Rabu, 28 Juli 2010

Startup overhead still matters

We all love Moose, and the subject of this question could have been rephrased better, but why do I get the feeling that not many people write pure CGI or command-line scripts in Perl (that got executed many times) anymore? After all, didn't Perl begin as a tool for sysadmin and only in the mid 1990's got picked up as the darling of CGI/web programming?

There are still many cases where/reasons why Perl scripts need to be run many times (instead of persistently long running).

  • It's much more stable (I've often need to kill or ulimit or periodically restart a Perl process because after days it grows to 500+ MB).

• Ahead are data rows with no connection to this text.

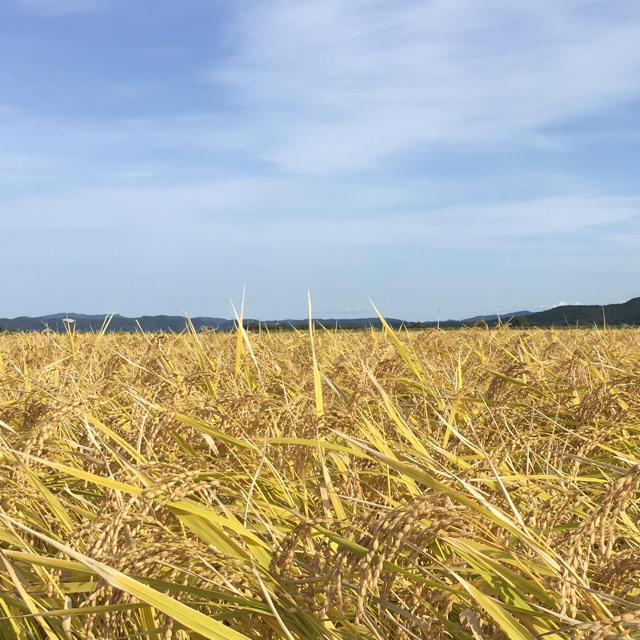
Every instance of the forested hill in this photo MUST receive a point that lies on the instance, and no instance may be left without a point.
(627, 313)
(613, 314)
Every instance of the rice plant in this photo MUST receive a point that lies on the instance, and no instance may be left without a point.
(435, 484)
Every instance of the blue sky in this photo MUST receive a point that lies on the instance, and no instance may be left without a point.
(441, 157)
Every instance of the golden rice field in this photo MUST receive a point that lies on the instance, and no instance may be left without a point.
(480, 483)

  • Sometimes CGI is all you get (especially in shared hosting environment, which is related to point 1).

  • Sometimes you need to run the scripts for many users, and it's not feasible (e.g. memory-wise) to let them all run persistently.

  • Many old scripts are designed that way.

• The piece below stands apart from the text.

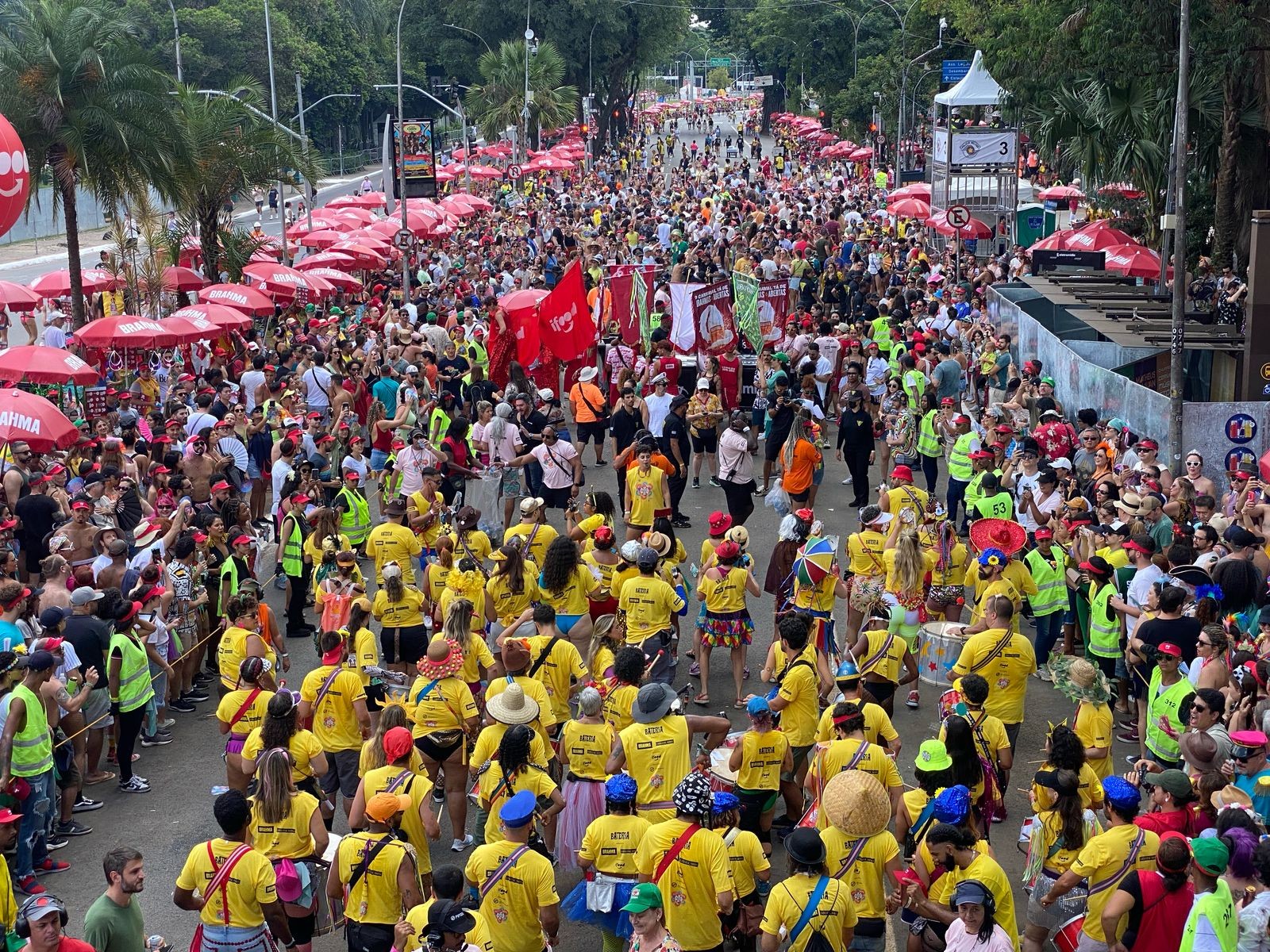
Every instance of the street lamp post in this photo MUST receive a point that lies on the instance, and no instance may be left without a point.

  • Some environments require them that way (e.g. scripts run in .qmail are run for every incoming mail, scripts run by tcpserver are started for every incoming connection, etc).

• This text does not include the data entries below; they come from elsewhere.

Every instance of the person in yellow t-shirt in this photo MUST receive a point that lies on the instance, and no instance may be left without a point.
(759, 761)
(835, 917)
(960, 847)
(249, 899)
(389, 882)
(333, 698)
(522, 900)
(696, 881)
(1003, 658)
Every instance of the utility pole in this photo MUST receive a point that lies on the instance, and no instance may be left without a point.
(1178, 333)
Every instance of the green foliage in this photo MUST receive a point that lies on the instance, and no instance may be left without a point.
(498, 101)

There used to be projects like PersistentPerl or SpeedyPerl to let us easily make a Perl script persistent by just changing the shebang line (e.g. from #!perl to #!pperl), but these projects are currently not actively developed, probably due to lack of demand (?), or becase this kind of deployment tends to cause subtle bugs (I did get bitten by this a couple of times in the past). You can't just convert a script that is designed/written to be a one-off run into a long-running one without expecting some bugs, anyway.

And the Perl compiler (B::*, *.pmc) is also now deprecated, probably because it does not give that many startup cost saving after all (the fact that Perl has phasers like BEGIN/CHECK blocks means it has to execute code as it compiles them anyway).

And thus we're stuck with having to accept the startup cost of parsing & compiling for every script run. That's why startup cost matters. On our servers awstats runs many thousand of times everyday (2000-5000 sites x 10+ HTML pages), and since it's a giant script (10k-ish line) it has a startup overhead of almost 1s. I really would like to shave this startup overhead as it is a significant part of server load.

Until today many of my scripts/programs are still deployed as one-off command line scripts. And that's why instead of Moose I use Mouse (or Any::Moose, to be exact) whenever I can. And so far I can.

Senin, 05 Juli 2010

Spot the error

use Data::Rmap qw(:all);
use JSON;
use Data::Dump;
use Clone;
use boolean;

my $arg = from_json(q{{"1":true,"2":false}});
# convert JSON booleans to boolean's booleans
rmap_all { bless $_,"boolean" if ref($_) =~ /^JSON::(XS|PP)::Boolean$/ }, $arg;
dd $arg;

Hint: it's one character long.

In fact, this piece of code is full of Perl's traps (from Perl's lack of booleans obviously, to less obviously having to clone and rmap not working), it disgusts me.